English    Türkçe    فارسی   

1
2057-2081

  • Onun sıcağı, hayatın ilkbaharıdır. Doğruluğun, yakînin ve kulluğun sermayesidir.
  • Çünkü can bahçeleri, onun sözleri ile diridir. Gönül denizi, bu cevherlerle doludur.
  • Eğer gönlün bahçesinden cüzi bir zevk ve hal eksilse aklı başında olan kişinin gönlünü, binlerce gam kapladı.
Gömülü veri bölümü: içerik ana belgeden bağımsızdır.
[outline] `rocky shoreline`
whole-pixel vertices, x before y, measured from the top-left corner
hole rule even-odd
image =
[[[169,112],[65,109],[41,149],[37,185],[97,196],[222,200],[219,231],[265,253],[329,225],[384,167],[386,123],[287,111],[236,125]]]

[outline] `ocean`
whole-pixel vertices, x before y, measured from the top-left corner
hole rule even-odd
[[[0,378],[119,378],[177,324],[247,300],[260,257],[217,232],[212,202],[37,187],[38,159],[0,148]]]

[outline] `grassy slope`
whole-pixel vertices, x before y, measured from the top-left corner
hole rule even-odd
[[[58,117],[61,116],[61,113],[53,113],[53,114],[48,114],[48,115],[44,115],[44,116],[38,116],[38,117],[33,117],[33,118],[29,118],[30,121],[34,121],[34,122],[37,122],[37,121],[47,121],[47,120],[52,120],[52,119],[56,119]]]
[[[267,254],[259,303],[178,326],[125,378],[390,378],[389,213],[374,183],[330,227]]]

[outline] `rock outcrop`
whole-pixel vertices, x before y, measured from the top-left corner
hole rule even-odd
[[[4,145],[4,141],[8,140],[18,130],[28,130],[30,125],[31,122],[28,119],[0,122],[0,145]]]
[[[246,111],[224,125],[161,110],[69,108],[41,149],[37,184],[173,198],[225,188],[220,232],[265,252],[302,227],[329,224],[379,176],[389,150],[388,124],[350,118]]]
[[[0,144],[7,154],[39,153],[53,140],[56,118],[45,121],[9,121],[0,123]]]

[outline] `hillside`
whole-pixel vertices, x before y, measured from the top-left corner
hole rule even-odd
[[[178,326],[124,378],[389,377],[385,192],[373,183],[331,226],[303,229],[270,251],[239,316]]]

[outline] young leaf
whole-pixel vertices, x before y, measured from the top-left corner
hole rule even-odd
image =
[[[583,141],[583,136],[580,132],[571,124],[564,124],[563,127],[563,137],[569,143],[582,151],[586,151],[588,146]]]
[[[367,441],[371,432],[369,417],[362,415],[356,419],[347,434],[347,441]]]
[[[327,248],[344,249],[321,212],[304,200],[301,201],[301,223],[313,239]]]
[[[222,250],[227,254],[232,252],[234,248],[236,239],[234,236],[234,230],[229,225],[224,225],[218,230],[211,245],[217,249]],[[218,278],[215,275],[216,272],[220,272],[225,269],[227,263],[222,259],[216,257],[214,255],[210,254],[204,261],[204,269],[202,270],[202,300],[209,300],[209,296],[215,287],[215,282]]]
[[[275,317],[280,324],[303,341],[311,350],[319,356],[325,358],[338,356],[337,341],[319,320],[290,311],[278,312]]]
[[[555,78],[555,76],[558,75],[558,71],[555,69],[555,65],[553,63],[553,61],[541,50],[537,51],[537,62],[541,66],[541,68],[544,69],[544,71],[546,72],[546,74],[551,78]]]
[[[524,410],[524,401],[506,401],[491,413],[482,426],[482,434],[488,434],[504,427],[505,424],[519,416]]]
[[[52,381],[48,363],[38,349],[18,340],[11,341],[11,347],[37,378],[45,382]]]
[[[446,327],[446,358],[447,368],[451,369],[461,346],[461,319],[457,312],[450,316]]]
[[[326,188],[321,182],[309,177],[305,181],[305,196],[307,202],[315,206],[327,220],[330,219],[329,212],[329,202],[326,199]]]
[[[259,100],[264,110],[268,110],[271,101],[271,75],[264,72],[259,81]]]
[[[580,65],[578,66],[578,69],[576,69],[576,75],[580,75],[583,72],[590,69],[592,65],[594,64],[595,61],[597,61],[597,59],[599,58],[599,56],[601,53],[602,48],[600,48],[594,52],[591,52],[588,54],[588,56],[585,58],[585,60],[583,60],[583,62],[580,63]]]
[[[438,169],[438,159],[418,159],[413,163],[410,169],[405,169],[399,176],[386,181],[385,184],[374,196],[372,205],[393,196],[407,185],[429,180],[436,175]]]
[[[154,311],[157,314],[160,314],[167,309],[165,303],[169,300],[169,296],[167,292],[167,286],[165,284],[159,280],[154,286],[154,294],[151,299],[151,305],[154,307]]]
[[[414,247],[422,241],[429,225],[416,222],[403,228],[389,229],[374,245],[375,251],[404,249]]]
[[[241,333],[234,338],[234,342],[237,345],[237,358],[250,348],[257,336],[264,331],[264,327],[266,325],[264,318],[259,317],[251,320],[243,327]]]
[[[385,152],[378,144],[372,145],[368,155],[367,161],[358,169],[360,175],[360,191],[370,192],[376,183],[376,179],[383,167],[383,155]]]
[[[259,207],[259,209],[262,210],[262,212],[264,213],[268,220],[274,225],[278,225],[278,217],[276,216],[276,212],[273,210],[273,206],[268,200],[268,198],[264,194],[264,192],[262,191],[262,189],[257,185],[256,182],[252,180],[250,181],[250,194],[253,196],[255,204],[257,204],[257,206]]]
  • Sıddîka’nın –Tanrı ondan razı olsun- “ Bugünkü yağmurun sırrı neydi? “ diye sorması
  • “Ey şu varlığın hülâsası, vücudun zübdesi! Bu günkü yağmurun hikmeti neydi? 2060
  • Bu yağmur, rahmet yağmurlarından mıydı, yoksa tehdit için mi yağıyordu, pek yüce, pek azametli Tanrı’nın adaletinden miydi?
  • Bu yağmur, bahara ait lütuflardan mıydı, yoksa afetlerle dolu güz yağmuru muydu?”
  • Peygamber dedi ki: “Bu yağmur musibetler yüzünden insanın gönlüne çöken gamı yatıştırmak için yağıyordu.”
  • Eğer Âdemoğlu, o keder ateşi içinde kalıp duraydı ziyadesiyle harap olur, eksikliğe düşer, ( hiçbir şey yapamaz bir hale gelir) di.
  • O anda bu dünya harap olurdu, insanların içlerinde hırs kalmazdı. 2065
  • Ey can, bu âlemin direği gaflettir. Akıllılık, uyanıklık, bu dünya için afettir.
  • Akıllılık o âlemdendir, galip gelirse bu âlem alçalır.
  • Akıllılık güneştir, hırs ise buzdur. Akıllılık sudur, bu âlem kirdir.
  • Dünyada hırs ve haset kükremesin diye o âlemden akıllılık, ancak sızar, sızıntı halinde gelir.
  • Gayb âleminden çok sızarsa bu dünyada ne hüner kalır, ne de ayıp. 2070
  • Bu bahsin sonu yoktur. Başlamış olduğun söze dön, tekrar çalgıcının, hikâyesine devam et.
  • Çalgıcı hikâyesinin söylenmedik kısmı ve çalgıcının kurtuluşu
  • O, öyle çalgıcıydı ki âlem, onun yüzünden neşeyle dolmuştu. Dinleyenler sesinden garip garip hayallere dalıyorlar, şaşılacak hallere düşüyorlardı.
  • Gönül kuşu onun nağmesiyle uçmakta; canın aklı, sesine hayran olmaktaydı.
  • Fakat zaman geçip ihtiyarlayınca evvelce doğan kuşu gibi olan canı, acizlikten sinek avlamaya başladı.
  • Sırtı, küp sırtı gibi eğrildi, kamburlaştı. Gözlerinin üstünde kaşlar, âdeta eyer kuskununa döndü. 2075
  • Onun cana can katan lâtif sesi fena, iğrenç, çirkin yürek tırmalayıcı geldi.
  • Zühere’nin bile haset ettiği o güzel sesi, kart eşeğin sesine benzedi.
  • Zaten hangi hoş vardır ki nahoş olmamıştır? Yahut hangi tavan vardır ki yıkılmamış, yere serilmemiştir.
  • Ancak Sûr’un üfürülmesi, nefeslerinin aksinden ibaret olan yüce azizlerin sesleri, bundan müstesnadır; onların sesleri bakidir.
  • Onların gönülleri, öyle bir gönüldür ki gönüller, ondan sarhoştur. Yoklukları öyle bir yokluktur ki bizim varlıklarımız, o yokluktan var olmuşlardır. 2080
  • Her fikrin, her sesin kehlibarı (fikirleri ve sesleri çeken) o gönüldür. İlham, vahiy ve sır lezzeti yine o gönülden ibarettir.